Claims. Lookup criteria varied by state, but every state would accept lookup by claim number. That commonality became the framework's anchor: claim-number lookup as the universal entry point, with state-specific alternative criteria layered as configurable secondary options. Providers calling from any state could always start with the claim number; states with additional lookup options got those exposed contextually.
Member lookup. This was the actual Medicaid patient receiving services — the lookup used either to retrieve claims and their statuses, or to determine eligibility for particular services under that state's Medicaid guidelines. The framework's member-lookup logic handled both use cases through a unified conversational pattern, with state-specific eligibility rules expressed as configuration rather than as parallel design tracks.
The architectural goal across all four was shared discipline, expressed differently per state. The framework imposed consistency on the conversational patterns; the configurations expressed each state's particularity. The skeleton can be detected from this representative Intent Mapping page — a typical configuration showing the framework as it would begin in any given state's deployment.
The result was that adding a new state to the platform became a matter of configuration and customization, not of rebuilding. Designers could focus their attention on the genuinely state-specific elements without re-solving the same conversational design problems for every new deployment.
What it achieved
The scaffold framework delivered exactly what the underlying problem required: design discipline once, customized deployment many times. Each state Medicaid program received a fully functional, voice-forward provider services IVR tailored to its particular eligibility rules, identification methods, language requirements, and program structures — without the design and development teams rebuilding the conversational architecture from scratch for every state.

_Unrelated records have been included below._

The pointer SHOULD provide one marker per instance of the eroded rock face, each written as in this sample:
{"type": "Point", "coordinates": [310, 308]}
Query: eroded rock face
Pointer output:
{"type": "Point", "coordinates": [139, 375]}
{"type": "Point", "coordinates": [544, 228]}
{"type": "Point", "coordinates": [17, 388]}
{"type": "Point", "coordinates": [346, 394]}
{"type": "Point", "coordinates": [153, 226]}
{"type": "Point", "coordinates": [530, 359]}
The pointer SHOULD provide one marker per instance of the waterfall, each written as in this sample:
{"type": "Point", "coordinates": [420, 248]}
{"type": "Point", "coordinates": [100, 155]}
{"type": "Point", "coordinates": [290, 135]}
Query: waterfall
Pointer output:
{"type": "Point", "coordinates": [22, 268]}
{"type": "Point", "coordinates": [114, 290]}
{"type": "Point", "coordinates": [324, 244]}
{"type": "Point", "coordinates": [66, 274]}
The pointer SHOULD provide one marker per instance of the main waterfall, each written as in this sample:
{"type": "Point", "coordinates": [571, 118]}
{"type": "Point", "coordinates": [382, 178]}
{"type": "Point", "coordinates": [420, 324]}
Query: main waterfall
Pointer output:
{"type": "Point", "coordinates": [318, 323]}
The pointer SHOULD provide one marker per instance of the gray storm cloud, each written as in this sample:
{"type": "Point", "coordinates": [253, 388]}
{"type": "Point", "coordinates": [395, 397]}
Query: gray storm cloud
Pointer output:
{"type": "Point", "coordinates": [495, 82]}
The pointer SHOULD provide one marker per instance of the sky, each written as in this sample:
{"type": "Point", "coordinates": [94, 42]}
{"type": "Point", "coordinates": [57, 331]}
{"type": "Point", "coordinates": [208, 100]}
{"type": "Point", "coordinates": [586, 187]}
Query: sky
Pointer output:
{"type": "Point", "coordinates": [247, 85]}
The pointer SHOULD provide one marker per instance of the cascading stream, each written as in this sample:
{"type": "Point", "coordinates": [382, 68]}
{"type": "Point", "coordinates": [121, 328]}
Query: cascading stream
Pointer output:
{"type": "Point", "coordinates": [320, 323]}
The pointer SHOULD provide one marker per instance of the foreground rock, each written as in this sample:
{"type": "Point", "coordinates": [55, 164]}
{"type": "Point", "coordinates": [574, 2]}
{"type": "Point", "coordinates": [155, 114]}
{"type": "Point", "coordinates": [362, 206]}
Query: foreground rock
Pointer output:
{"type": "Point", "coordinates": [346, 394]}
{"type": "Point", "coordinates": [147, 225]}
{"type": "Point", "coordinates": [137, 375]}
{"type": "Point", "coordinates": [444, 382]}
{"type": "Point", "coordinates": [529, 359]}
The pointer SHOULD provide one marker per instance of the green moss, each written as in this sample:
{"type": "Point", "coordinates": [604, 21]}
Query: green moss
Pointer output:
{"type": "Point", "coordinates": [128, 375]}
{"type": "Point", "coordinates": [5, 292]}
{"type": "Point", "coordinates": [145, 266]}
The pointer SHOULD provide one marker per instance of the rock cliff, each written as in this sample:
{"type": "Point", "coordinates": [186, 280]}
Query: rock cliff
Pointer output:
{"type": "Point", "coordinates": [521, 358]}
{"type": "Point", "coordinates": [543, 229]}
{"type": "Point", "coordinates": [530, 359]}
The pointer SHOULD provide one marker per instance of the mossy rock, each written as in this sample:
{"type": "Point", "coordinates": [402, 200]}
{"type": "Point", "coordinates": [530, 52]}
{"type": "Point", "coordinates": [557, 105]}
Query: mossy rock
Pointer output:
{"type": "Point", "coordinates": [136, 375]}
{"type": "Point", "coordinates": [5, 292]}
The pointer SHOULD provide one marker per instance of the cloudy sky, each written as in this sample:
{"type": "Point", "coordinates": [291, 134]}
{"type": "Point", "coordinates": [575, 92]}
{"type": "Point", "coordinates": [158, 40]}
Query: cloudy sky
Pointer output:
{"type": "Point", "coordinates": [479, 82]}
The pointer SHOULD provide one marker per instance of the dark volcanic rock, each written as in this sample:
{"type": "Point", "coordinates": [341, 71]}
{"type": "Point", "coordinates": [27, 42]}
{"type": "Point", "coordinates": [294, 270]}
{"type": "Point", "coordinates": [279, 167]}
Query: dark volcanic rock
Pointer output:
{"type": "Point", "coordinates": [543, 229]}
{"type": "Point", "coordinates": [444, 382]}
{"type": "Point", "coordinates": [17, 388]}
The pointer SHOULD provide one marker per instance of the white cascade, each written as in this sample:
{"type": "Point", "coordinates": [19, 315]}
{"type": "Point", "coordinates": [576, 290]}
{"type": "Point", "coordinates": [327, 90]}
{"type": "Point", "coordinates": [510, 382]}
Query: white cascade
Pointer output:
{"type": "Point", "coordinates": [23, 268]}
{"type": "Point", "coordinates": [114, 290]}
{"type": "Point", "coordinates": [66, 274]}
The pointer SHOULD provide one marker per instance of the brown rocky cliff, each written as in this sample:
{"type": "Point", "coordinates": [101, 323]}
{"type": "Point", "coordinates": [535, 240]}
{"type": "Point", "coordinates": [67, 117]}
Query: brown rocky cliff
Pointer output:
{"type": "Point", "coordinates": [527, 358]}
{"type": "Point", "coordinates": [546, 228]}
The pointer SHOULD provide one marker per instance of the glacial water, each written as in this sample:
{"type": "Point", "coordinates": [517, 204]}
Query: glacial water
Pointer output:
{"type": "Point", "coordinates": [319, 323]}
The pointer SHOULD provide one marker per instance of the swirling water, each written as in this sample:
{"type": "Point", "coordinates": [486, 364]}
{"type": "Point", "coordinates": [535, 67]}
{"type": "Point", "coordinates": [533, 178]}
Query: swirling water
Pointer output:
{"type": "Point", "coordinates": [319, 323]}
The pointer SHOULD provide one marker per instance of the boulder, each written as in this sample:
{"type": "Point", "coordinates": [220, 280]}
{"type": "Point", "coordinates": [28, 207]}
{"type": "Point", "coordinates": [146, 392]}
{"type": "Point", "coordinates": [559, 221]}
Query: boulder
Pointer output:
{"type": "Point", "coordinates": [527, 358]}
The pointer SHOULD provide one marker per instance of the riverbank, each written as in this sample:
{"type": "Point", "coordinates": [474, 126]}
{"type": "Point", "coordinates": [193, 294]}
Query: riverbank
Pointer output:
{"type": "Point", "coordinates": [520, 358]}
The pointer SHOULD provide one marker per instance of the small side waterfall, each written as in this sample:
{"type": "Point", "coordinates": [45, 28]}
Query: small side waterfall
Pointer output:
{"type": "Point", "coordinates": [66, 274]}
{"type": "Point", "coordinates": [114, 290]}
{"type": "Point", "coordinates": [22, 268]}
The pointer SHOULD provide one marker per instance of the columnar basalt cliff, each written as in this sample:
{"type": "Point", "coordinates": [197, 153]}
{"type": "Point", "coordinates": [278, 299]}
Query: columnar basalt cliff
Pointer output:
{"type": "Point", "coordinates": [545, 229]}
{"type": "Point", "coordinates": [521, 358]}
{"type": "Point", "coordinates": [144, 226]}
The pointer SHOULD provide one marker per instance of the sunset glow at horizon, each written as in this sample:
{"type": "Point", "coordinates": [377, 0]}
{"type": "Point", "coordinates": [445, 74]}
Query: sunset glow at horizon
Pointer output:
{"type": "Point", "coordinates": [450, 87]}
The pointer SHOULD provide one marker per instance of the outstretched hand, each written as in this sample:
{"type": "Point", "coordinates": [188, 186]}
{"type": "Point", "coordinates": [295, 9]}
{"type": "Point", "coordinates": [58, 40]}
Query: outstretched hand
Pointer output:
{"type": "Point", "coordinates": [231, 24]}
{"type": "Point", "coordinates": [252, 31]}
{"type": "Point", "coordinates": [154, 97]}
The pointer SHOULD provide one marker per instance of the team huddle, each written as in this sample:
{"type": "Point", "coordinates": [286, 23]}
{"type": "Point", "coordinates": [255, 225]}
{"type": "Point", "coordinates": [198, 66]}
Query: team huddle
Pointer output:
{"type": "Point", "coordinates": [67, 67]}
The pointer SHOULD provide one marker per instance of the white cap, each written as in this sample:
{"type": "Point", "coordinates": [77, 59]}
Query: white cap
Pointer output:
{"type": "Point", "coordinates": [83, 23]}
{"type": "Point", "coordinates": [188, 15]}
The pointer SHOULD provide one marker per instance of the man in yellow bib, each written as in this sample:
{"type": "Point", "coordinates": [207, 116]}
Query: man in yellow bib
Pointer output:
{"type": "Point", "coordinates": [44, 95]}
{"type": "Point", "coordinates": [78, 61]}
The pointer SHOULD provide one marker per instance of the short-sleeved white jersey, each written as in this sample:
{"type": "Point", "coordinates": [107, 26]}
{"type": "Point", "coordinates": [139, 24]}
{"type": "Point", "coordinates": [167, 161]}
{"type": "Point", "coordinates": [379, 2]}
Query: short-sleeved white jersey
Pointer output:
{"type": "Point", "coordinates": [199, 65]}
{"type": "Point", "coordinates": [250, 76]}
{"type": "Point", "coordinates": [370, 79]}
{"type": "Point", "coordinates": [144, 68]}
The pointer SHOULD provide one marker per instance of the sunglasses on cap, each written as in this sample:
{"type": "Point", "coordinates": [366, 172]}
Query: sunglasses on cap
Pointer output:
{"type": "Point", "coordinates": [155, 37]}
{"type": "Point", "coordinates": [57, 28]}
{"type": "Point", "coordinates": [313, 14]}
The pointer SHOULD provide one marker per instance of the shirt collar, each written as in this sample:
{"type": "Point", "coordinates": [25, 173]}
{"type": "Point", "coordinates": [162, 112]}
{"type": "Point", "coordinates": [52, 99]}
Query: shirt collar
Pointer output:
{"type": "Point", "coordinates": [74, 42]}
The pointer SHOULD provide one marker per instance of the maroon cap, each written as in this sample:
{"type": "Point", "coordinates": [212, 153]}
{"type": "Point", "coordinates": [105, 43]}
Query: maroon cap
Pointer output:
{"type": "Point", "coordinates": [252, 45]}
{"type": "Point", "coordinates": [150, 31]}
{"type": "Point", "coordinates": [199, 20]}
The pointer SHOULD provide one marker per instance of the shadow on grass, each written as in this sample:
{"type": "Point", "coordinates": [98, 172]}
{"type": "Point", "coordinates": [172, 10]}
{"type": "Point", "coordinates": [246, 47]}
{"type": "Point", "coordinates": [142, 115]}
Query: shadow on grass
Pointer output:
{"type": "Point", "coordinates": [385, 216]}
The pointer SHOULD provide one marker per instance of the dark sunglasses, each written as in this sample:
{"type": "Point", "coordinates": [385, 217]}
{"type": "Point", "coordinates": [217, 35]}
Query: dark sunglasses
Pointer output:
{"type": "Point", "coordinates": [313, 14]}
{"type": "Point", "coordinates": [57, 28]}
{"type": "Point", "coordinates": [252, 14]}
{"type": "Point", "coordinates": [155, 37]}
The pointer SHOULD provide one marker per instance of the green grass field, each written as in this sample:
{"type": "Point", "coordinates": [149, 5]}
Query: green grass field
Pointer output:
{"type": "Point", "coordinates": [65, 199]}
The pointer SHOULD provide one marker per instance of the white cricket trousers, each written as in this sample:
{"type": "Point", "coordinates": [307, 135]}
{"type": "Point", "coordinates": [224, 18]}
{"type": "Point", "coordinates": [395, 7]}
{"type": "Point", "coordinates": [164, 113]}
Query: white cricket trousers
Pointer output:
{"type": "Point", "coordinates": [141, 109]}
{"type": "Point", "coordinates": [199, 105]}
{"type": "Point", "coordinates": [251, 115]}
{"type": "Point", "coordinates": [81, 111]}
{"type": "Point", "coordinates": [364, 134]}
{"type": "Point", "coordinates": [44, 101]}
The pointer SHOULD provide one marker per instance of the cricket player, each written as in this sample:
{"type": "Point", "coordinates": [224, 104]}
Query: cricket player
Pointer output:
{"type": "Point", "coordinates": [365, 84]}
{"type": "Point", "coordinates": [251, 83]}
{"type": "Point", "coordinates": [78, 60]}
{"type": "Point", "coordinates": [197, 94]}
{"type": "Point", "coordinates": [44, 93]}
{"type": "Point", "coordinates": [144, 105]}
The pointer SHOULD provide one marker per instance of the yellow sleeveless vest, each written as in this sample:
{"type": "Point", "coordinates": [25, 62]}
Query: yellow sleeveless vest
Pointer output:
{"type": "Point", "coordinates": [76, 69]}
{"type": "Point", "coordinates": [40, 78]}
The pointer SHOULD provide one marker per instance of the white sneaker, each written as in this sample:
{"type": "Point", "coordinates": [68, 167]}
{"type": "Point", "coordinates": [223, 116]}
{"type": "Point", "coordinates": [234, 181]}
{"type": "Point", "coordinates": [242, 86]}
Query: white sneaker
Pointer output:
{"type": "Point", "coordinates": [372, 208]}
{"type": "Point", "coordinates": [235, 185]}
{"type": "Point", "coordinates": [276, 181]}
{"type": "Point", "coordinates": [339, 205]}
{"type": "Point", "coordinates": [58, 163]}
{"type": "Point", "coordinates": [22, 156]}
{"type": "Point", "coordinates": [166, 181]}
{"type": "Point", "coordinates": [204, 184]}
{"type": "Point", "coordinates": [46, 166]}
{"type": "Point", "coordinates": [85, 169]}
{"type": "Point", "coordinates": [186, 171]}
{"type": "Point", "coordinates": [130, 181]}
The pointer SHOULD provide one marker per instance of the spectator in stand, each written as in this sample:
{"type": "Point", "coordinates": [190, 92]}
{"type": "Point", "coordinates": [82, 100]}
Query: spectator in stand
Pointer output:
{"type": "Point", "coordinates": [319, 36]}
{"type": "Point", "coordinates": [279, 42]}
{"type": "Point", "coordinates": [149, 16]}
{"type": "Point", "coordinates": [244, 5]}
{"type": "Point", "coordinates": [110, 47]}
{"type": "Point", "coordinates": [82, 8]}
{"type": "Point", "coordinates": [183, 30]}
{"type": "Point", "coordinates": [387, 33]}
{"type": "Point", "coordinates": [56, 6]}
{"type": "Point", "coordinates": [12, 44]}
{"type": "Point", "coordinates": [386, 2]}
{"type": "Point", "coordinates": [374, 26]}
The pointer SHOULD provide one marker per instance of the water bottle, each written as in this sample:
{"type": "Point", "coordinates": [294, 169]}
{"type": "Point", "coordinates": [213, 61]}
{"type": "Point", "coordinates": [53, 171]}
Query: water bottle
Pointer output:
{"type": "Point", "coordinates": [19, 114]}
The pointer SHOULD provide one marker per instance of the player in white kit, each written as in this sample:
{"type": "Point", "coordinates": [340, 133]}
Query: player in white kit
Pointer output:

The framework also reshaped how the project's pre-design work happened. With the architectural questions answered once at the framework level, designers and project management could focus the per-state pre-design process on gathering, documenting, and clarifying state-specific requirements rather than on re-deriving the conversational logic that should already have been settled. By the time designers were ready to begin the active interaction-flow work, fingers-to-the-keyboard time was minimal and development could begin sooner. The efficiency wasn't a happy accident — it was the architectural decision paying off in operational practice.
The modernization-of-stack dimension paid off in parallel. States that had been operating on late-1980s DTMF systems gained speech-enabled, AI-assisted capabilities — provider experiences that finally matched the rest of healthcare's voice infrastructure rather than lagging two decades behind. The aging underlying APIs didn't disappear, but they were now wrapped in a conversational layer that made them usable for the modern medical-billing workflows the providers were actually doing.
The deeper achievement was demonstrating that conversational AI for regulated, multi-jurisdictional services doesn't require choosing between scalability and customization. Done right, the architecture provides both — a unified design discipline expressed through state-specific configurations, with each deployment honoring federal common ground while accommodating each state's particular implementation. That principle generalizes well beyond Medicaid: any voice-driven public-services platform serving multiple jurisdictions faces the same scalability-versus-customization tension, and the same kind of scaffold-framework thinking can dissolve it.